In Canada, unsolved cases of missing and murdered indigenous women are growing. Recently, the United Nations announced that it will initiate an inquiry procedure. Indigenous leaders have long called on authorities to look into the ongoing problem. FSRN’s Aaron Lakoff has the story from Montreal.
-->To download or listen to this 5-minute report, visit:
According to the Native Women’s Association of Canada, there are more than 600 unsolved cases of missing or murdered Indigenous women across the country since the 1980s. This has been a pressing issue for Indigenous communities in Canada, as the families of these women continue to demand accountability from police forces and different levels of government.
However, some solace came for aboriginal communities in December, when the Native Women's Association and the Feminist Alliance for International Action announced that the un had initiated an international inquiry procedure into the matter. if the inquiry does go through, a team of 23 people could come to canada to investigate the crimes. the UN carried out a similar inquiry in Mexico five years ago. Jeannette Corbiere Lavell is the president of The Native Women's Association Of Canada.
[Jeanette clip (39 seconds)]
“We asked them to come to Canada, much like they did in Mexico, so that they could open up the investigation, bring all the key players together, the government, the policing forces, the families and their women, and us as an aboriginal women’s organization - we would be at the forefront to work with them and come up with some key recommendations that could be initiated right away. And maybe one of the first ones would be a national inquiry on missing and murdered aboriginal women.”
According to Lavell, last summer, The Native Women's Association Of Canada called for the federal government to conduct a national inquiry into missing and murdered Aboriginal women, but they got no reply. Instead,the Stephen Harper government cut all funding to Sisters in Spirit, a program of the association which conducted research and funded action to solve the issue of missing and murdered women. In its place, the Harper government devoted 10 million dollars towards a new program called Evidence to Action, which helps to fund a national police support centre, and a missing persons tip website.
Many families aren't happy with the government's new approach. Bridget Tolley's mother Gladys was killed in 2001, when a Quebec police cruiser struck her on their Algonquin reserve of Kitigan Zibi.
[Bridget clip (28 seconds)]
“You know when they made that 10 million dollar announcement for the missing and murdered, most of that money is going to the police. And if you hear the stories from families, the police aren’t doing anything. And a lot of these families have problems with the police and stuff like that, so I don’t think this is a very good idea. And they say this money is for the missing and murdered, but it’s not. It’s for the police.”
Tolley is also frustrated because she feels that money could be used towards other more effective solutions. Many family members also draw attention to police inaction, or even worse, complicity in these deaths.
For example, last November, former Royal Canadian Mounted Police corporal Catherine Galliford revealed that her own force and Vancouver police officers would often watch porn on the job and leave work early to get drunk while they were supposed to be working on a Missing Women Task force.
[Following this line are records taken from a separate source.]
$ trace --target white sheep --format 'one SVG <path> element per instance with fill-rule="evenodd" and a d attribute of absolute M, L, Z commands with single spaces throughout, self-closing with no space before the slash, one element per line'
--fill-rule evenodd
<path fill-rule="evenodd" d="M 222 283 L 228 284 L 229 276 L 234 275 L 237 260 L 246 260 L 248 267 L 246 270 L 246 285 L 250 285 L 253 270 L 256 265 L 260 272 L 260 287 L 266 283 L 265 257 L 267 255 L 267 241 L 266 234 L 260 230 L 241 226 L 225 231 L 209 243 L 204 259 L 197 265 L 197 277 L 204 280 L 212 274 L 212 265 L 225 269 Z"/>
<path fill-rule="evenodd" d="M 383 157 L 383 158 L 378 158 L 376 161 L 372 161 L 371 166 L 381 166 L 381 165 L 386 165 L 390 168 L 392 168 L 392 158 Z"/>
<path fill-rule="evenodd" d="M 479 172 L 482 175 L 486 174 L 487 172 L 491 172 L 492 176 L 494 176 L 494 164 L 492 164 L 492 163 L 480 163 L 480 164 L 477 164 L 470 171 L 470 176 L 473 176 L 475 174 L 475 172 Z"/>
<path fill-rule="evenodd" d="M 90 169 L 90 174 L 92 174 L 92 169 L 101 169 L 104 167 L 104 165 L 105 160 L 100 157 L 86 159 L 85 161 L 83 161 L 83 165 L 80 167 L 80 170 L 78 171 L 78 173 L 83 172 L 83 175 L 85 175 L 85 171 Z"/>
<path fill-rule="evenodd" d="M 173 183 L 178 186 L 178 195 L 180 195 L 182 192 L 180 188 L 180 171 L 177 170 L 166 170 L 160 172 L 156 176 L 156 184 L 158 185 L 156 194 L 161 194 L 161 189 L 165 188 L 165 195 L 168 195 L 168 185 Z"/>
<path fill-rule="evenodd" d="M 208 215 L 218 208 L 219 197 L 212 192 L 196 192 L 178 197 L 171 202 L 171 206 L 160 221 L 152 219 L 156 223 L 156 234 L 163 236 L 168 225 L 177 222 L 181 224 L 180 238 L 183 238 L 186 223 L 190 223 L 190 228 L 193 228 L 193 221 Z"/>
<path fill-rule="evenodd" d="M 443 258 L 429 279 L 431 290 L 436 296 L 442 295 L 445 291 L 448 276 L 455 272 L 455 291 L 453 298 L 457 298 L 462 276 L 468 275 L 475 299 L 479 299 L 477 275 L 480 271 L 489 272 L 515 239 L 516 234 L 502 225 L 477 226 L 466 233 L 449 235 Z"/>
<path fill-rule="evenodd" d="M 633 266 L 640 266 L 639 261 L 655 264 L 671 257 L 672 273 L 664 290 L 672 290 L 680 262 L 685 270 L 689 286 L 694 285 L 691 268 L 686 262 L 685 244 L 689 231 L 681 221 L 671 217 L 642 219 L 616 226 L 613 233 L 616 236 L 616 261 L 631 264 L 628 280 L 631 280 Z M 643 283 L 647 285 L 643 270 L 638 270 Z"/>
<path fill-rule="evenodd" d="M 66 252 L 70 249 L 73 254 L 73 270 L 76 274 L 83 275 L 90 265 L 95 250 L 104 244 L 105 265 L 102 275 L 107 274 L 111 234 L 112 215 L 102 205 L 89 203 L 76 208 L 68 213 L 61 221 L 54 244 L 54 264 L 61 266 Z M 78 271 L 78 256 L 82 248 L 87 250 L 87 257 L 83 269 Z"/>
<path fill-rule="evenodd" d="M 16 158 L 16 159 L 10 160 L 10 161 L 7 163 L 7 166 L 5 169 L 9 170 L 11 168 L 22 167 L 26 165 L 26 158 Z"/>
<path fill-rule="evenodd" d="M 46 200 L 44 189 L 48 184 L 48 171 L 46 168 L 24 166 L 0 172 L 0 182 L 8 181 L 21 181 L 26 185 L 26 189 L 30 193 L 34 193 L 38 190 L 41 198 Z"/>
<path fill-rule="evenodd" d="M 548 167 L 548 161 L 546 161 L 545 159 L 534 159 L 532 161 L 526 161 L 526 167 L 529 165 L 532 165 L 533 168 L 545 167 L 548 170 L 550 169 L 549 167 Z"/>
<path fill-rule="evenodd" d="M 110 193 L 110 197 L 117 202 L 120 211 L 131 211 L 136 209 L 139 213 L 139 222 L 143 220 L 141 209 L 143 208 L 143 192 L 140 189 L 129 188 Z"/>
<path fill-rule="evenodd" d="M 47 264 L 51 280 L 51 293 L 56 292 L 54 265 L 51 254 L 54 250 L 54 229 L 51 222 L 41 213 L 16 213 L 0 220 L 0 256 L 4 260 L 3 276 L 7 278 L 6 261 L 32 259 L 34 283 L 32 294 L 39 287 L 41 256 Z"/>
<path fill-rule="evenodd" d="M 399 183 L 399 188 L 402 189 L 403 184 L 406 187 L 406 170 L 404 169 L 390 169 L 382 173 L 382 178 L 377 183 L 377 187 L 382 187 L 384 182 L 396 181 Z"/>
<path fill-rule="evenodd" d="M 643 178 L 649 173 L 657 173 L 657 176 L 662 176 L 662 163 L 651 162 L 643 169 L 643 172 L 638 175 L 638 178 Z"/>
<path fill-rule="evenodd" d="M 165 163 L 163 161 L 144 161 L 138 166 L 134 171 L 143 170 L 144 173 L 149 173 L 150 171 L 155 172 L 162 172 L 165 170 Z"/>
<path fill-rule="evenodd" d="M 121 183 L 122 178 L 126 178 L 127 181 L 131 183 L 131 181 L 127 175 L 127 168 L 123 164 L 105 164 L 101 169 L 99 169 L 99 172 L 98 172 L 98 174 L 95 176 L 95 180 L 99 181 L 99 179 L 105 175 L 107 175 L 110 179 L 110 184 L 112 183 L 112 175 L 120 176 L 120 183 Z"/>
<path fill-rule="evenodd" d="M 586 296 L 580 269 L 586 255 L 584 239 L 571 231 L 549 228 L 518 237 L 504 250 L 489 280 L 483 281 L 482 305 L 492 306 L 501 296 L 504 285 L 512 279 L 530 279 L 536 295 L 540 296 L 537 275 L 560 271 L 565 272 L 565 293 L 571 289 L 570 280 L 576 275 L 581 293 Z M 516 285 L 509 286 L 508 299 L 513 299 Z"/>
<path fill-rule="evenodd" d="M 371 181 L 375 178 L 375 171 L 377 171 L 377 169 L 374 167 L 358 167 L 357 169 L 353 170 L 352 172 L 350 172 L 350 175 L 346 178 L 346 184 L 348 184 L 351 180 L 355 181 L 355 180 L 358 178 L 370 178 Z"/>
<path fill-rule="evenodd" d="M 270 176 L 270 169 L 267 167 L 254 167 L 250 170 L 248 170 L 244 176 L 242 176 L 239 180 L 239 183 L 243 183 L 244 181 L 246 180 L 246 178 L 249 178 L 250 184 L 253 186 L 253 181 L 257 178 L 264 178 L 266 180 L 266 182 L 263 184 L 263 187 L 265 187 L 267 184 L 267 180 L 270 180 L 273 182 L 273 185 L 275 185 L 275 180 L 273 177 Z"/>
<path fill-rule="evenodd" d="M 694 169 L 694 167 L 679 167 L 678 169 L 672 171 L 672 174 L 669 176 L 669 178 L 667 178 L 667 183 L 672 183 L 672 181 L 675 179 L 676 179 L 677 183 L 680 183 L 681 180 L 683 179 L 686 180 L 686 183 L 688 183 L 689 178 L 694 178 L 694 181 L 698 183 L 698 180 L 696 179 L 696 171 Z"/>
Galliford and 25 other current and former female Royal Canadian Mounted Police officers are now filing a class-action lawsuit against the force charging it with sexual harassment and assault in the workplace.
FSRN asked Mohawk activist and former President of Quebec Native Women Ellen Gabriel what she hoped would come out of the UN inquiry.
[Ellen clip 2 - (40 seconds)]
“Well hopefully action. I mean, there is a 23 person panel of the UN that is going to be making an inquiry into Canada’s lack of action and investigating what the families have been through. So hopefully some protocols that the police will be able to use, some more awareness amongst children and youth and the roles of men and women in our communities, and for people to really understand that the root causes of violence - especially in aboriginal communities and in the society at large - stems from colonialism.”
The Canadian government did establish a committee to investigate the issue last year, and it issued a report to Parliament in December. However, Gabriel, along with Amnesty International slammed this report, calling it “watered down”, and criticizing it for ignoring and deleting any references to witness testimonials and their recommendations.
While native women wait for the inquiry to begin, they are hoping that the UN committee will be able to work with all levels of government and police forces in order to develop a more concrete course of action. Despite the federal government's lack of action, the president of the native women's association of canada expects it will cooperate with the international investigation. Aaron Lakoff, FSRN, Montreal.